You can randomly select 1000 samples and that should work well enough.

On Thu, Sep 10, 2020 at 9:03 PM hershwin notifications@github.com wrote:

Hi Sam, I gave my job 200 GB of RAM and it ran out of memory. The clumping progress was at 0.01%. Would it help if I separate my job to smaller cohorts? ie split up my sample into 5 groups of ~100K individuals? Would this take up less storage?

— You are receiving this because you modified the open/close state. Reply to this email directly, view it on GitHub https://github.com/choishingwan/PRSice/issues/221#issuecomment-690271004, or unsubscribe https://github.com/notifications/unsubscribe-auth/AAJTRYQUKSTIU5SHKDSLZJDSFDFAVANCNFSM4QIKC2MQ .

hershwin commented 3 years ago

Hi Sam, okay I will do that then - I'm just curious, how were you able to calculate height and BMI PRS as mentioned in the your paper using imputed data with 2 million SNPs? Did you run into the same problems? Thanks!

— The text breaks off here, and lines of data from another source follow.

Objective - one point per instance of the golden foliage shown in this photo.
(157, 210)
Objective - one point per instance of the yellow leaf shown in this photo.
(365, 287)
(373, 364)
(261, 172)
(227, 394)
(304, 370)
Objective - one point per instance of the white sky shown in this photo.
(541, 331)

choishingwan commented 3 years ago

That was an older version. What I did in this version is that I cache the genotype when doing clumping, which speed up prsice and especially PRSet but with the price of increased memory usage

It wasn’t too much of an issue for genotype data but is problematic for the imputed data which I should really handle once I’ve got the time

On Tue, 6 Oct 2020 at 1:06 PM, hershwin notifications@github.com wrote:

Hi Sam, okay I will do that then - I'm just curious, how were you able to calculate height and BMI PRS as mentioned in the your paper using imputed data with 2 million SNPs? Did you run into the same problems? Thanks!

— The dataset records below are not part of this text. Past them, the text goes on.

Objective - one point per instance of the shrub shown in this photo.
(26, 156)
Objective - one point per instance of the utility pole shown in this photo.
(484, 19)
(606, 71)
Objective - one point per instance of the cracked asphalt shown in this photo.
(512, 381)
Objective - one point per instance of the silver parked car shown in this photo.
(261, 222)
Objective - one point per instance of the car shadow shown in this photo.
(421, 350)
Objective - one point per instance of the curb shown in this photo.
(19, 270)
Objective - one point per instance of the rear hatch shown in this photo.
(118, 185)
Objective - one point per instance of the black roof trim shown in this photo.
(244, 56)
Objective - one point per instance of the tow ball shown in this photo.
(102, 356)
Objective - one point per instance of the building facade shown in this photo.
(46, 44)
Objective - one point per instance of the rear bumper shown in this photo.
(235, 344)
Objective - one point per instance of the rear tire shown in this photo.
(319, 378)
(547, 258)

— You are receiving this because you modified the open/close state.

Reply to this email directly, view it on GitHub https://github.com/choishingwan/PRSice/issues/221#issuecomment-704029615, or unsubscribe https://github.com/notifications/unsubscribe-auth/AAJTRYQVCXKC5IJKHY4SAULSJKQURANCNFSM4QIKC2MQ .

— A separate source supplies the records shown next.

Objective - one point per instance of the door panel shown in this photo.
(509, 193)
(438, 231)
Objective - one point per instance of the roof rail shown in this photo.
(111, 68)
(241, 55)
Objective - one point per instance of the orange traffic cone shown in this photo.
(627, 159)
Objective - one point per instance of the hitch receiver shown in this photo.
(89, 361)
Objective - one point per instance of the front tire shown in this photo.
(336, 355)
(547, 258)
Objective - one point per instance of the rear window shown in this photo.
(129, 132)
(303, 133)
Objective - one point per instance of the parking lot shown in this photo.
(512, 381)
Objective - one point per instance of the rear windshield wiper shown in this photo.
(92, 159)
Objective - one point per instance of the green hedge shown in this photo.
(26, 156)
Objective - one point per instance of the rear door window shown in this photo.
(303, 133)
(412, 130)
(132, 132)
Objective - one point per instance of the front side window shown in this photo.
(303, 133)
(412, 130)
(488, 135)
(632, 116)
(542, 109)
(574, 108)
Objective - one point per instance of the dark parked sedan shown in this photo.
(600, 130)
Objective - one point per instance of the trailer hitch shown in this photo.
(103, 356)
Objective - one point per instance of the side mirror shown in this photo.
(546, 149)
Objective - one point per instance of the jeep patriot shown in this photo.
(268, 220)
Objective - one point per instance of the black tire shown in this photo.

-- Dr Shing Wan Choi Postdoctoral Fellow Genetics and Genomic Sciences Icahn School of Medicine, Mount Sinai, NYC

stale[bot] commented 3 years ago

This issue has been automatically marked as stale because it has not had recent activity. It will be closed if no further activity occurs. Thank you for your contributions.